Death by stigma: the cancer myths that kill Asians
- It isn’t contagious, a trial from God, caused by a jinx or immoral behaviour, yet beliefs such as these prevent many Asian sufferers from getting the early treatment that could save their lives
Dr Cannas Kwok was just 14 when her mother died from breast cancer in 1983 in Hong Kong, after years of being shuttled in and out of hospital. Kwok, now 50 and living in Sydney, recalls how her mother could not “eat, sleep or breathe” in her last days.
“But it was kept as a private matter and only talked about within the family,” said the senior lecturer and deputy director of research at University of Western Sydney’s School of Nursing and Midwifery.
When Kwok moved to Sydney in 1993, she noticed Australia put a lot of effort into promoting breast cancer screenings through posters, television ads and later even on social media. But Asian women were still not really taking part. “This is how I started my PhD studies on the role of culture in breast cancer screening behaviours,” said Kwok.
Kwok’s research on Asian immigrants to Australia, published this year in the Australian and New Zealand Journal of Public Health , is among the latest to show how these women have a much higher chance of developing breast cancer than their peers in their home countries. And when they are diagnosed, they are more likely than the general population to be at a later stage of the illness.
This trend has been found among Asian immigrants in the United States. The Cancer Prevention Institute of California found that incidence rates of breast cancer – the most common form of the disease, affecting 2.1 million women globally each year – in all Asian-American ethnic groups increased between 1988 and 2013.
In Canada, a study by Women’s College Hospital and the Institute for Clinical Evaluative Services (ICES) found Asian minority groups were less likely to be screened for breast cancer compared to the general population. Researchers put this down to language barriers, cultural stigmas and limited support networks, problems also faced by Asian immigrants, both male and female, suffering from other cancers and life-threatening illnesses.
British-Pakistani Nabila Farooq, 52, a Macmillan Community Development Officer who supports people affected by cancer in Manchester, has come across Southeast Asian women who choose not to tell their in-laws that they have breast cancer. A breast cancer survivor herself, Farooq said this decision could stem from various reasons such as fear of hereditary breast cancer affecting their daughters’ marriage prospects or the belief that cancer is a trial from god.

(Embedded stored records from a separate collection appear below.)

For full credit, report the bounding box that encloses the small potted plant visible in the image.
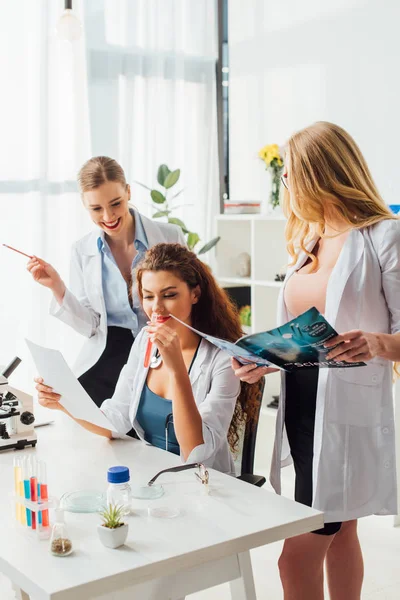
[97,504,128,548]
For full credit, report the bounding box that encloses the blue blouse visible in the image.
[97,209,148,336]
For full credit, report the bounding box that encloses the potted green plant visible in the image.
[136,165,220,254]
[97,504,129,548]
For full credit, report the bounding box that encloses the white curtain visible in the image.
[0,0,91,391]
[85,0,219,248]
[0,0,219,389]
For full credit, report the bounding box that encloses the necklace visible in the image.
[149,350,162,369]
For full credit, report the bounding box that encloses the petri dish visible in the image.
[131,485,164,500]
[147,506,181,519]
[60,490,106,513]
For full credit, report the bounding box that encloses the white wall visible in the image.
[228,0,400,204]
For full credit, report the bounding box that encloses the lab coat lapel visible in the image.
[325,229,365,327]
[277,237,319,326]
[82,230,106,323]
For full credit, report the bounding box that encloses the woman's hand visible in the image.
[34,377,64,410]
[231,358,280,383]
[145,323,186,371]
[26,256,65,298]
[325,329,381,363]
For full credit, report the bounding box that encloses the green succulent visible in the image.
[136,165,220,254]
[100,504,124,529]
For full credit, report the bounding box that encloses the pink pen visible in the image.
[3,244,33,258]
[143,313,170,369]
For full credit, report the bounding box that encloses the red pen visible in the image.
[3,244,33,258]
[143,313,170,369]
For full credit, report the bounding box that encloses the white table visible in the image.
[0,413,323,600]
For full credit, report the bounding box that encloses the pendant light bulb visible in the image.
[56,0,82,42]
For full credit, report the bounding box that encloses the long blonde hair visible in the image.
[283,121,397,268]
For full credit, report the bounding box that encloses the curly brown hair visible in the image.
[136,244,261,452]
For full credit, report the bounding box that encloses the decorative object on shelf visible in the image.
[50,508,73,556]
[239,305,251,327]
[224,200,261,215]
[267,396,279,408]
[136,165,220,254]
[258,144,283,209]
[236,252,251,277]
[97,504,129,548]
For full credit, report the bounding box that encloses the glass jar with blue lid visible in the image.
[107,466,132,515]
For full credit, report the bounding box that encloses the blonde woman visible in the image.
[234,122,400,600]
[27,156,185,406]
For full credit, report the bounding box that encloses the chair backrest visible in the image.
[240,377,265,475]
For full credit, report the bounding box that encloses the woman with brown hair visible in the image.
[36,244,259,475]
[234,122,400,600]
[27,156,185,406]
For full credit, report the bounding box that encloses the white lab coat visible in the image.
[271,220,400,522]
[50,215,186,377]
[101,331,240,475]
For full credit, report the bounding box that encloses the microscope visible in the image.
[0,356,37,451]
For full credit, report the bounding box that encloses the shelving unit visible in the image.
[214,214,287,408]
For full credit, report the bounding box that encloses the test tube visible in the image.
[13,458,23,523]
[22,456,32,527]
[39,461,50,527]
[30,458,38,529]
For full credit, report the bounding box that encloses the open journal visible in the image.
[171,308,365,371]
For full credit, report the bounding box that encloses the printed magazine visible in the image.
[171,307,365,371]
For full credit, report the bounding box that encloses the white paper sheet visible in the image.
[25,339,118,433]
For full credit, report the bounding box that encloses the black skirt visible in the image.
[79,327,134,406]
[285,369,341,535]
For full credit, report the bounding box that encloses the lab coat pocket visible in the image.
[327,365,385,427]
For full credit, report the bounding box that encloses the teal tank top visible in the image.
[136,383,180,456]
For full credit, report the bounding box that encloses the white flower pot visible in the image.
[97,523,129,548]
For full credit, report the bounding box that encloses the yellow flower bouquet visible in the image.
[258,144,283,208]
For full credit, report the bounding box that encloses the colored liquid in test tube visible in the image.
[38,462,50,527]
[14,458,23,523]
[22,457,32,527]
[30,459,38,529]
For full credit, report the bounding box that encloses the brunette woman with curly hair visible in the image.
[37,244,259,475]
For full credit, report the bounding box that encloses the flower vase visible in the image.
[269,168,282,212]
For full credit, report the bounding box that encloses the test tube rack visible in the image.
[12,493,58,540]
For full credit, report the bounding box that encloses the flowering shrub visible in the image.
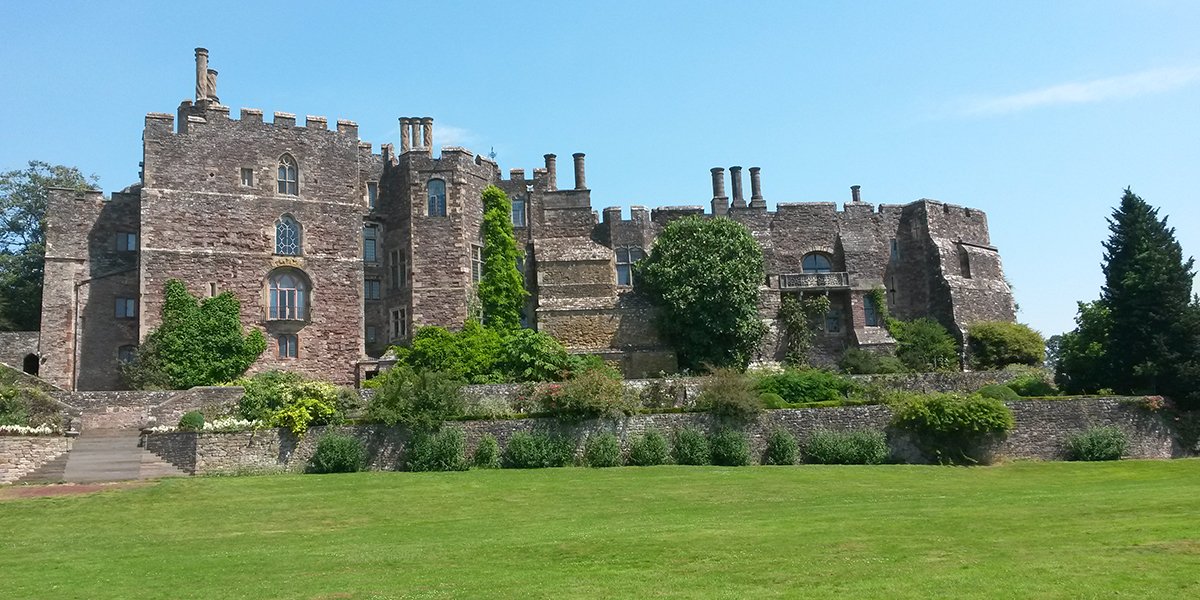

One myth is the association of breast cancer with immoral behaviour, said Kwok: “Some women believe they will not get breast cancer if they are loyal to their husband. To a health care professional this is nonsense but this mindset still impacts women’s screening behaviour.”
Judi Mark, 62, who moved with her family from Hong Kong to Canada as a child, recalled that the language barrier was a major hurdle for her parents. Her family lived in Montreal, where French is the predominant language, so when her late father had liver cancer, he struggled to communicate with doctors at the public hospital.
Four other family members – her two sisters, elder brother and his eldest son – also died of cancer and when they were alive, the family battled the myth that the illness was contagious.
“All but one of my sister’s Chinese friends avoided visiting her because cancer was known as a disease that you could catch due to bad luck or being jinxed. They honestly believed both the cancer and bad luck could be transmitted,” Mark said. “We as a family were heartbroken. We couldn’t explain away the stigma and my sister went into deep depression.”
Because of cultural beliefs or taboos attached to cancer, most Asians prefer to keep the illness secret or private within the family. Some patients worry that they will become ostracised once others know about their diagnosis.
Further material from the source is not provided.